UNISON to ballot 25,000 school staff and waste and recycling workers for strike over pay
UNISON will start an industrial action ballot today for 25,000 local government workers in schools, early years, waste and recycling across Scotland. The ballot will take 7 weeks and will close on 26 July.
UNISON are recommending the workforce vote yes to strike action as the only way left to move the employer’s position. They intend to shut schools across Scotland when children return after the school summer break.
In a last-ditch attempt to avert industrial action processes UNISON wrote to the First Minister, Nicola Sturgeon, and Minister of Finance Kate Forbes, on 1 June to ask that they meet with the trade unions to discuss the funding for local authorities to improve the pay offer.
Kate Forbes has written to UNISON today and said ‘it would not be appropriate to interfere in these negotiations, given their devolved nature’ and that ‘it is therefore for you to negotiate with COSLA and ‘respectfully declined the tripartite meeting being proposed by COSLA’.
Johanna Baxter, UNISON Scotland head of local government said: “Local government workers have been offered a miserly 2%. With inflation at a 40 year high this goes nowhere near compensating them for the cost-of-living crisis or the loss in the value of their pay following real terms pay cuts over a decade of austerity.

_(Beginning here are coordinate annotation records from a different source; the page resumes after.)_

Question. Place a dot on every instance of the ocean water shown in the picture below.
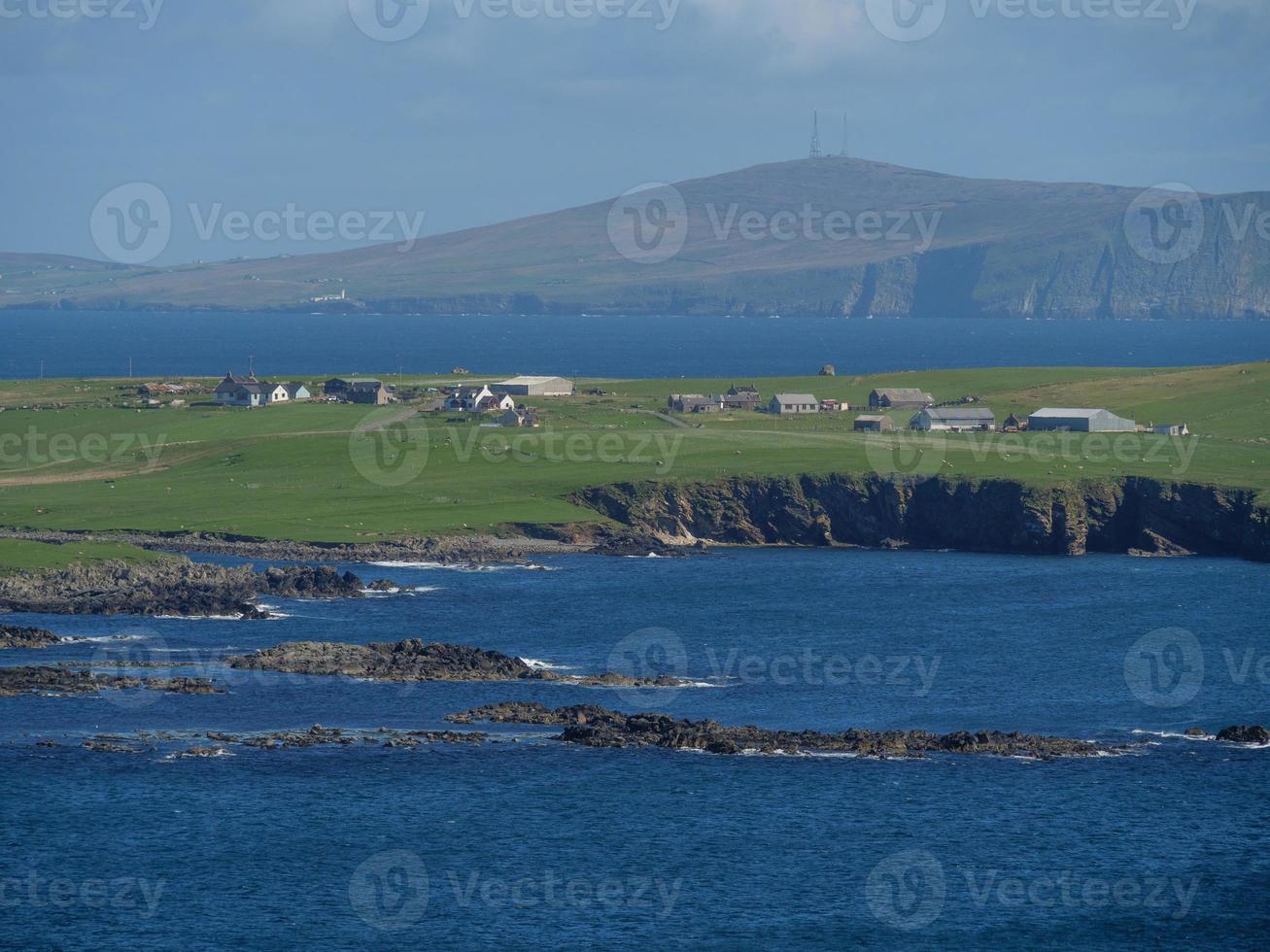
(82, 344)
(526, 843)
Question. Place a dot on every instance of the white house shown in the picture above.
(793, 404)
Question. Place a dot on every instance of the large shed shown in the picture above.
(956, 419)
(534, 386)
(1080, 421)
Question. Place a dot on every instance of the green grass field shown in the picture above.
(17, 555)
(330, 472)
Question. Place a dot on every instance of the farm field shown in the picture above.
(80, 455)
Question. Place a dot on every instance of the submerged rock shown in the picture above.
(78, 681)
(168, 587)
(595, 727)
(417, 661)
(1245, 733)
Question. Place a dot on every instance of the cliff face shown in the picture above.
(991, 516)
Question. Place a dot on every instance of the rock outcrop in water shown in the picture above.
(596, 728)
(75, 681)
(25, 637)
(1132, 514)
(168, 587)
(1245, 733)
(417, 661)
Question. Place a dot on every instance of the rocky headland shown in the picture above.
(597, 728)
(169, 587)
(60, 681)
(417, 661)
(25, 637)
(1125, 516)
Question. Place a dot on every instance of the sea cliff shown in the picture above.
(1132, 514)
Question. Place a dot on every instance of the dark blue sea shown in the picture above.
(86, 344)
(526, 843)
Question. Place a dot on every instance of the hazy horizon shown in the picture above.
(470, 119)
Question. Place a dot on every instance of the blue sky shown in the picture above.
(257, 106)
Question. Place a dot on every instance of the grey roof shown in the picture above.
(1066, 412)
(959, 413)
(906, 393)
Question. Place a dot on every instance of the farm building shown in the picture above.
(534, 386)
(874, 423)
(479, 400)
(743, 397)
(954, 419)
(694, 404)
(794, 404)
(900, 398)
(1080, 421)
(518, 418)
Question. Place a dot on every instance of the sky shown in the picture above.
(264, 122)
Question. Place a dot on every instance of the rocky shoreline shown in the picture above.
(29, 638)
(417, 661)
(174, 587)
(594, 727)
(58, 681)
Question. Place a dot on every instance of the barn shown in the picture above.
(1080, 421)
(534, 386)
(955, 419)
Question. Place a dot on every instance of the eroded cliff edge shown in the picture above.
(1132, 514)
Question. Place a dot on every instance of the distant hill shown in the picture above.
(830, 236)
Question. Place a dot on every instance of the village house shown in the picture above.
(1080, 421)
(900, 398)
(695, 404)
(954, 419)
(534, 386)
(874, 423)
(526, 418)
(474, 400)
(743, 397)
(794, 404)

This comes on the back of the Scottish government announcing cuts to public services that Margaret Thatcher would be proud of, in their recent spending review.”
“The fact they will not sit down with COSLA and the trade unions to try and find a solution is a kick in the teeth to all local government workers. They have forgotten already who was educating our children, cleaning our communities, caring for our vulnerable and burying our dead throughout the pandemic. Local government workers keep society running. We have no option left and will ballot 25,000 school, nursery and waste and recycling workers tomorrow.”